CPL Resources plans to return €25m to shareholders

Recruitment company records 3% rise in profit to €15.7m despite challenging market

Anne Heraty, chief executive of CPL Resources, said the company had the resources to invest in the growth and expansion of the business. Photograph: Conor McCabe

Anne Heraty, chief executive of CPL Resources, said the company had the resources to invest in the growth and expansion of the business. Photograph: Conor McCabe

 

Recruitment company CPL Resources plans to return €25 million in capital to shareholders by way of a tender offer.

The announcement came as the company reported full-year results with pre-tax profit increasing by 3 per cent to €15.7 million. The company said a return of surplus capital “is in the best interests of shareholders”.

In the 12 months to the end of June, revenue at CPL grew by 5 per cent to €455.2 million as the demand for temporary staff grew at a stronger rate than that for permanent employees. The company’s net cash balance for the period was €33.6 million following the investment of €10 million in the RIG Healthcare Group.

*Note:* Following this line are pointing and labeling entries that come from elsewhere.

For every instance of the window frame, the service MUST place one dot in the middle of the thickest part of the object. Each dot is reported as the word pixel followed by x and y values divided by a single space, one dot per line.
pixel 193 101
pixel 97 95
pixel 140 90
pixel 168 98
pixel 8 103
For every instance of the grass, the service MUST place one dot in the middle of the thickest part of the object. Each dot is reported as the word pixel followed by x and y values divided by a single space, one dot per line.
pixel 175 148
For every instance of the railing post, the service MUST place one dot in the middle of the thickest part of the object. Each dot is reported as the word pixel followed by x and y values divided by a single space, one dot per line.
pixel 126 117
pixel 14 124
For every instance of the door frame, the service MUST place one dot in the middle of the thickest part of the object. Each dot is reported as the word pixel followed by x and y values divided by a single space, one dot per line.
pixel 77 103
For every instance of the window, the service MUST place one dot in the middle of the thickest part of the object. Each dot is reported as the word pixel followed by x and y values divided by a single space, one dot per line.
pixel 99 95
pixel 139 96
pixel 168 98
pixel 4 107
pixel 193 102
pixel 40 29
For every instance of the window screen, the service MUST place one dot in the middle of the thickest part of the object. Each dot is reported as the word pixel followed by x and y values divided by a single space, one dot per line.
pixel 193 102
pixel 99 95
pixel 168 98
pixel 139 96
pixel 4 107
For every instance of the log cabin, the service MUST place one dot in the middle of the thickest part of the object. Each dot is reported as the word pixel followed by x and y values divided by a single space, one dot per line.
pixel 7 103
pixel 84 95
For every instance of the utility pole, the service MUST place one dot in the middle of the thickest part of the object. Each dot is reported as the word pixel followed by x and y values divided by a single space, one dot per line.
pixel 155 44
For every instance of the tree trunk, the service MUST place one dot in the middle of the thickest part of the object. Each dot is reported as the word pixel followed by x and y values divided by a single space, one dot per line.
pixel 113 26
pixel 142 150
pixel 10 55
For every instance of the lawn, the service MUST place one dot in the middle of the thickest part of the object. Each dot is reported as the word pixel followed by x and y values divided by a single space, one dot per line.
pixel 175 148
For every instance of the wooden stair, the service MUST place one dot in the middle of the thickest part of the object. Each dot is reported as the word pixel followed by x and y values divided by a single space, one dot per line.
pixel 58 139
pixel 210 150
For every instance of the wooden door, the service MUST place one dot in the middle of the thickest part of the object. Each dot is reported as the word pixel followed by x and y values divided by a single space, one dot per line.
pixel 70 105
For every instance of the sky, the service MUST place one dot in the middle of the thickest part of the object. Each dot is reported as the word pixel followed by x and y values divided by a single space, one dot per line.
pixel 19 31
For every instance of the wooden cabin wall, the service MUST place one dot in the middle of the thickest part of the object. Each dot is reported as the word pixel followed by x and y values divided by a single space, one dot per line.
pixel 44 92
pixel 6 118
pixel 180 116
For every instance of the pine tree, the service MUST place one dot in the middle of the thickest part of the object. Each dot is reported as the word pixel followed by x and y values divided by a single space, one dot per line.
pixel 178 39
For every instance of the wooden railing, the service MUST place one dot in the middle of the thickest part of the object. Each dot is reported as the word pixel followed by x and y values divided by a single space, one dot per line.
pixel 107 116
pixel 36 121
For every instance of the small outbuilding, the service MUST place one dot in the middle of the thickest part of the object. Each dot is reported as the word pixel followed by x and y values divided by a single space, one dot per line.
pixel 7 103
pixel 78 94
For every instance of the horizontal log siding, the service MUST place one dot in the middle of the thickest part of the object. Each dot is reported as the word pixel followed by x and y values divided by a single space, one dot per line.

Changes in regulation in the healthcare sector and Brexit concerns slowed recruitment decisions by certain employers, the company said. Despite those concerns, the company expects to deliver “further growth” in the business in the year to June 2018.

Shares jumped on the news, eventually closing more than 9 per cent higher in Dublin at €6.40.

Skills gap

In her note to investors, Anne Heraty, the company’s chief executive, said that indicators suggest a tightening in the labour market and a widening skills gap in a certain number of specialist areas. This, she believes, provides growth opportunities for CPL in sectors where the skills gap is most prominent.

“We will continue to invest wisely to capture opportunities for growth. CPL has a strong balance sheet with net assets of €103.7 million generated over the 27 years of continuous profitability. We believe our balance sheet and strong cash flows give us the resources to invest in the growth and expansion of our business while also returning capital to shareholders,” said Ms Heraty.

Ms Heraty also noted the group’s expansion into the locum, or temporary, doctor market this year with the acquisition of RIG Healthcare. “[This] enhances the Company’s operating presence in the UK, following the acquisition of Clinical Professionals in September 2015,” she said.

On the back of the company’s results the board has recommended a final dividend of 5.75 cent per share bringing the total dividend for the year to 11.5 cent per share.